We are touching now on an opportunity to address health inequalities. We genuinely have the option to take great information and advice from overseas and apply it to preventative health. But let us be honest: when it comes to preventative health, this is an intensely personal choice about the degree to which we exercise, how much time we spend in a sedentary lifestyle and many hours we spend at work. They are some of the great challenges we face in moving the titanic of preventative health even a millimetre.

I do not put unreasonable expectations on this government. I do not ask them to prove within 12 months that they can gain improvements, because that may be way too ambitious. But there is a rite of passage in this game. If we go back into the history of Australian healthcare delivery, there are generations of great work that have achieved slow and careful gains. It is inadequate to simply set up an authority over the top and promise miracles.

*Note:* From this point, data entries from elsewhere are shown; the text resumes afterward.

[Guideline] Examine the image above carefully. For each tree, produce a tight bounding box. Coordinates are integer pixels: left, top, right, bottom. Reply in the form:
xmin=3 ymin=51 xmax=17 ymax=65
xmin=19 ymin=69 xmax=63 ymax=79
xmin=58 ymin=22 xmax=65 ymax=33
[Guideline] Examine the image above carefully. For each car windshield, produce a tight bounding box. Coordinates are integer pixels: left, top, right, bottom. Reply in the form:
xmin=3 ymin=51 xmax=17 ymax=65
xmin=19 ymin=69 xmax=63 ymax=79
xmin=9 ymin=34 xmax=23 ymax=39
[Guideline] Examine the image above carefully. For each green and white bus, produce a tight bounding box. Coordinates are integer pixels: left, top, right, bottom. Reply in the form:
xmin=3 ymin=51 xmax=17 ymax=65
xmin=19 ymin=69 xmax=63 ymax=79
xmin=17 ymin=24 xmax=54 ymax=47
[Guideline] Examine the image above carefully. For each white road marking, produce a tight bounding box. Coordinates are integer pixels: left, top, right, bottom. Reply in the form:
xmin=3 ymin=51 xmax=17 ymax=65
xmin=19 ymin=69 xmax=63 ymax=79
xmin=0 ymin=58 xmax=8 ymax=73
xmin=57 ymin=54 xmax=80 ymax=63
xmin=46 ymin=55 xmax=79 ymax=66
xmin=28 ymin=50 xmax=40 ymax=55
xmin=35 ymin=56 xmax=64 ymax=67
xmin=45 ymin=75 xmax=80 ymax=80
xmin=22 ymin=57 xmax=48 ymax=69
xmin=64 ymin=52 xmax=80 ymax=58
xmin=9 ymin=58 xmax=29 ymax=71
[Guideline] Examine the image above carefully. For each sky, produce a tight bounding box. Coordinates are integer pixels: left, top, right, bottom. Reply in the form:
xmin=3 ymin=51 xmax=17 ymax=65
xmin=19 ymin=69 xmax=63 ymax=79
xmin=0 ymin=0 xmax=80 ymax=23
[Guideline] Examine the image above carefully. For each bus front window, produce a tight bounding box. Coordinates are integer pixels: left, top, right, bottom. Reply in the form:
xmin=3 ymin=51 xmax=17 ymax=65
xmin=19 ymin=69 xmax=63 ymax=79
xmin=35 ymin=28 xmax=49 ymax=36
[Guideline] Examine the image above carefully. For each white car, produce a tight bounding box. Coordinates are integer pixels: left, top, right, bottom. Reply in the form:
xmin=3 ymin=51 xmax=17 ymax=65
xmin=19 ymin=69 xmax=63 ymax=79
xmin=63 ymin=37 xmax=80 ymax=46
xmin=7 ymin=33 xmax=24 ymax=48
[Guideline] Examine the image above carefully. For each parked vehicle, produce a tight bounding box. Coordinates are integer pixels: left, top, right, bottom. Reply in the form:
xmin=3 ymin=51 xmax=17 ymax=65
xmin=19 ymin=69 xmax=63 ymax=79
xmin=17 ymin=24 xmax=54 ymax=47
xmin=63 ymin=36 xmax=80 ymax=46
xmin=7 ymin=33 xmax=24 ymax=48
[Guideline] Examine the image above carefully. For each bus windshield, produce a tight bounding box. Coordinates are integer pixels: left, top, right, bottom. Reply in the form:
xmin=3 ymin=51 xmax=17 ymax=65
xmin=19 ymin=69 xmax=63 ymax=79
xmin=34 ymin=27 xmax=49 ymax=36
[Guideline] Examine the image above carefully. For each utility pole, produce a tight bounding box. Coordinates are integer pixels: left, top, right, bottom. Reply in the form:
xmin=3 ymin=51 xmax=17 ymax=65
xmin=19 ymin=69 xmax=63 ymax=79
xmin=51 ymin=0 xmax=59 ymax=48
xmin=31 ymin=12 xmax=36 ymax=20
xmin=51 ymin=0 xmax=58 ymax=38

This will be hard work, but we cannot afford to have an authority that is top-heavy and full of fawning sycophants—and I mean that with no offence. We need some separation from the minister and we need to give board members the freedom to be able to reach out and fund the work that needs to be done. Part of that is reaching out and using overseas information. Australia does not have to reinvent the preventative health world; it simply needs to pull together best practice.

Most of this is already well known. Most of this information is available from any school of public health around this nation, each of which have provided some of the world’s greatest practitioners. What we know is that there must be a focus on high-risk populations to start with. There needs to be a focus on using existing structures to make it a natural part of people’s lives. Yes, I can see that there needs to be some cross-corroboration and some translational research that takes great ideas from one area and applies them more broadly. That is fine, but you do not need an authority to do that. What you need is a lean and mean advisory committee, as I have already argued. They have existed before and they worked perfectly well.

I encourage this government, but not because I do not concede that one authority is probably okay. What we have seen is a health administration that has lurched from taxing alcopops and driving young people towards 750 millilitre bottles of spirits, and we have seen a focus on slicing cataract rebates in half and ripping out private health care—but, in the end, public and preventative health will be the victim.